Using the Alternative Variance Estimation Method¶
Since the above method that was used in the other problems, described in the initial paper from Chen et al. (2016), can be problematic for certain problems, new variance estimation procedures have been developed and implemented in KIPET. In these new variance estimation strategies, we solve the maximum likelihood problems directly. The first method, described in the introduction in section 3 involves first solving for the overall variance in the problem and then solving iteratively in order to find how much of that variance is found in the model and how much is found in the device.
import kipet
r1 = kipet.ReactionModel('reaction-1')
# Add the parameters
k1 = r1.parameter('k1', value=1.2, bounds=(0.01, 5.0))

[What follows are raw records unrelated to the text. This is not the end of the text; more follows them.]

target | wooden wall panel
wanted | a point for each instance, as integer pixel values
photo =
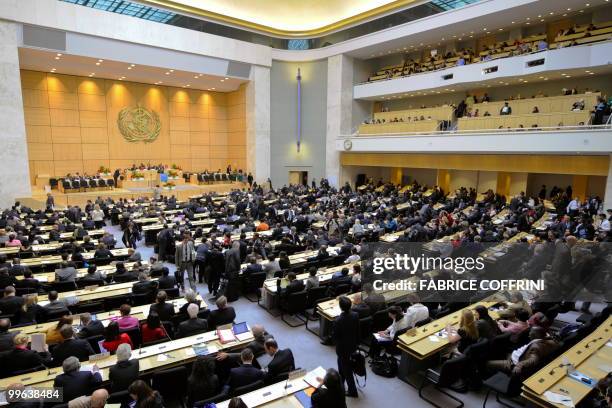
(71, 125)
(66, 134)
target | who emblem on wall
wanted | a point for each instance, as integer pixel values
(139, 124)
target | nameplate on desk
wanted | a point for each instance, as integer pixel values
(99, 356)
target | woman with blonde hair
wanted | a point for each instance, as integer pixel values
(31, 311)
(467, 334)
(53, 333)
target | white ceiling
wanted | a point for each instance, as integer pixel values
(47, 61)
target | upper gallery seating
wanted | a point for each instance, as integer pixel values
(409, 120)
(539, 111)
(535, 43)
(555, 111)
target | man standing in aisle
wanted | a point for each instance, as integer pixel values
(184, 258)
(346, 335)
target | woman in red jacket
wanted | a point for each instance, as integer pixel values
(112, 337)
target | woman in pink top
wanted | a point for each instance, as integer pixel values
(13, 241)
(125, 321)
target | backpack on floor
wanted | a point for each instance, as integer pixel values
(385, 366)
(358, 363)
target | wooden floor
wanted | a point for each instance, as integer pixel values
(182, 192)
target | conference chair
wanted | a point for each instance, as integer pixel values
(449, 372)
(171, 384)
(135, 336)
(314, 315)
(295, 305)
(252, 285)
(248, 388)
(214, 399)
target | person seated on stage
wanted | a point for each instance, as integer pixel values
(166, 281)
(517, 327)
(386, 337)
(282, 360)
(252, 267)
(55, 306)
(93, 275)
(113, 338)
(163, 309)
(134, 256)
(359, 306)
(526, 359)
(331, 392)
(152, 329)
(144, 286)
(125, 372)
(89, 327)
(272, 266)
(76, 383)
(416, 312)
(123, 275)
(337, 280)
(53, 335)
(245, 374)
(223, 315)
(79, 348)
(31, 311)
(103, 252)
(313, 279)
(202, 383)
(66, 273)
(193, 325)
(145, 396)
(192, 298)
(21, 358)
(10, 304)
(97, 399)
(467, 334)
(376, 301)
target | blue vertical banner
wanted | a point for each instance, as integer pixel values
(299, 112)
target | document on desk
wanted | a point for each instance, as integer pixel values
(311, 377)
(556, 398)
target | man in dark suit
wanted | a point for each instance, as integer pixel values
(223, 315)
(244, 375)
(90, 327)
(166, 281)
(10, 304)
(252, 267)
(293, 286)
(193, 325)
(346, 335)
(144, 286)
(163, 309)
(77, 383)
(282, 360)
(523, 361)
(376, 301)
(6, 337)
(28, 281)
(79, 348)
(55, 307)
(360, 307)
(342, 279)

k2 = r1.parameter('k2', value=0.2, bounds=(0.001, 5.0))
# Declare the components and give the initial values
A = r1.component('A', value=1.0e-3)
B = r1.component('B', value=0.0)
C = r1.component('C', value=0.0)
# Define the reaction model
r1.add_ode('A', -k1 * A )
r1.add_ode('B', k1 * A - k2 * B )
r1.add_ode('C', k2 * B )
# Add data (after components)
r1.add_data(category='spectral', file='data/varest.csv', remove_negatives=True)
# Settings
r1.settings.variance_estimator.tolerance = 1e-10
r1.settings.parameter_estimator.tee = False
r1.settings.parameter_estimator.solver = 'ipopt_sens'
After setting the problem up in the normal way, we then call the variance estimation routine with a number of new options that help to inform this new technique.
r1.settings.variance_estimator.method = 'alternate'
r1.settings.variance_estimator.secant_point = 5e-4
r1.settings.variance_estimator.initial_sigmas = 5e-5
The new options include the method, which in this case is ‘alternate’, initial_sigmas, which is our initial value for the sigmas that we wish to start searching from, and the secant_point, which provides a second point for the secant method to start from. The final new option is the individual_species option. When this is set to False, we will obtain only the overall model variance, and not the specific species. Since the problem is unbounded when solving for this objective function, if you wish to obtain the individual species’ variances, this can be set to True, however this should be used with caution as this is most likely not the real optimum, as the device variance that is used will not be the true value, as the objective functions are different.
# Perform parameter fitting
r1.run_opt()
# Display the results
r1.results.show_parameters
r1.plot()
Fig. 24 Concentration profiles for the alternate variance method¶
Fig. 25 Single species absorbance profiles for the alternate variance method¶
Included in this tutorial problem is the ability to compare solutions with the standard Chen approach as well as to compare the solutions to the generated data. One can see that both approaches do give differing solutions. And that, in this case, the new variance estimator gives superior solutions.